Java字符编码问题
今天研究了一下,记录下来
中间用的是redis,可以使用任意其他的io替代,一样的
Test1
String s1 = "我要测试";
String s2 = "I want to test";
String s3 = "경쟁력, 네이버";
redis.lpush("testencode", s1);
redis.lpush("testencode", s2);
redis.lpush("testencode", s3);
System.out.println(redis.lpop("testencode"));
System.out.println(redis.lpop("testencode"));
System.out.println(redis.lpop("testencode"));
结果:全部正确
注解:Java内部也是unicode,所以如果发送和接受端都是Java写的,无需任何转码(前提是发送和接受端的默认编码一致)
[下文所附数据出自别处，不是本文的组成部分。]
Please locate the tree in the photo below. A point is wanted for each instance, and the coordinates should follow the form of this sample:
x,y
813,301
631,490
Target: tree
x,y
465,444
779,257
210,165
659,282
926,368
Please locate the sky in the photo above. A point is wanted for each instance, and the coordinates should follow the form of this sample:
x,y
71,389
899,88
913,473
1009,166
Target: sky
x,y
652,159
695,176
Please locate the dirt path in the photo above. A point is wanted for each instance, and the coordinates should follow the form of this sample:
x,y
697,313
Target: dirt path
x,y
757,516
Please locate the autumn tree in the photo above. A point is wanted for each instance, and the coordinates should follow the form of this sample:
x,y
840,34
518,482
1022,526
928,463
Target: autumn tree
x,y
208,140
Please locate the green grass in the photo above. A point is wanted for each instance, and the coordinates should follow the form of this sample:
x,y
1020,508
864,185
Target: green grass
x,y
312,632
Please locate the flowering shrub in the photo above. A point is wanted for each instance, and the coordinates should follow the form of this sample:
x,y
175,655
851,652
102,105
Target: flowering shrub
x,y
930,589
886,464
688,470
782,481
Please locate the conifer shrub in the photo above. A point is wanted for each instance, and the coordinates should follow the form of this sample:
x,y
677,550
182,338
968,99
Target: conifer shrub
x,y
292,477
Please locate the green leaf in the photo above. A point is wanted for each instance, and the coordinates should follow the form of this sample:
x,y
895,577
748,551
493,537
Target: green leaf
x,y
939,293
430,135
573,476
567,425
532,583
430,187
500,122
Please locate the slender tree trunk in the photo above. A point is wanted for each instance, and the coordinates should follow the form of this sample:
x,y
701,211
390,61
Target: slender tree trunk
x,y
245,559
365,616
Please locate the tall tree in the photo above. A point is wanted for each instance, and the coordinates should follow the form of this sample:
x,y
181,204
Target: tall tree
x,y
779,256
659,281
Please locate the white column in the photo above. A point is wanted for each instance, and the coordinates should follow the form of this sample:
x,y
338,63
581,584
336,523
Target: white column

Java在往I/O发送和从I/O接受的时候会默认转码,一般用系统默认的编码,貌似文档本身的编码格式优先级更高
所以这里发送到时候转成utf-8,接受时再从utf-8转回unicode,所以没有问题
Test2
String s1 = "我要测试";
byte[] key = "testencode".getBytes();
byte[] b1 = s1.getBytes("gb2312"); //自己转码,而非默认转码
redis.lpush(key, b1);
System.out.println(new String(redis.lpop(key),"gb2312"));
//System.out.println(new String(redis.lpop(key)));
结果:正确
注解:由于发送的时候已经转成gb2312,所以接受的时候,必须转回来,如果用默认的(注释掉部分)就会转成默认编码utf-8,就会乱码
前面的转码都是在知道原编码的情况下,但有时在接收端无法知道原来的编码,这是就需要detect编码
使用JCharDet,这个的接口写的不好,蛮难用的
参考,http://blog.csdn.net/chenvsa/article/details/7445569
我改了一下,
import org.mozilla.intl.chardet.nsDetector;
import org.mozilla.intl.chardet.nsICharsetDetectionObserver;
import org.mozilla.intl.chardet.nsPSMDetector;
public class CharsetDetector{
private boolean found = false;
private String result;
private int lang = nsPSMDetector.ALL;
public String[] detectCharset(byte[] bytes) throws IOException
{
String[] prob;
// Initalize the nsDetector() ;
nsDetector det = new nsDetector(lang);
// Set an observer...
// The Notify() will be called when a matching charset is found.
det.Init(
new nsICharsetDetectionObserver(){
public void Notify(String charset)
{
found = true;
result = charset;
}
});
int len = bytes.length;
boolean isAscii = true;
if (isAscii){
isAscii = det.isAscii(bytes, len);
}
// DoIt if non-ascii and not done yet.
if (!isAscii){
if (det.DoIt(bytes, len, false));
}
det.DataEnd();
if (isAscii){
found = true;
prob = new String[] {"ASCII"};
} else if (found){
prob = new String[] {result};
} else {
prob = det.getProbableCharsets();
}
return prob;
}
public String[] detectChineseCharset(byte[] bytes) throws IOException
{
try{
lang = nsPSMDetector.CHINESE;
return detectCharset(bytes);
} catch (IOException e){
throw e;
}
}
使用,
CharsetDetector cd = new CharsetDetector();
String[] probableSet = {};
try {
probableSet = cd.detectChineseCharset(b1);
} catch (IOException e) {
e.printStackTrace();
}
for (String charset : probableSet)
{
System.out.println(charset);
}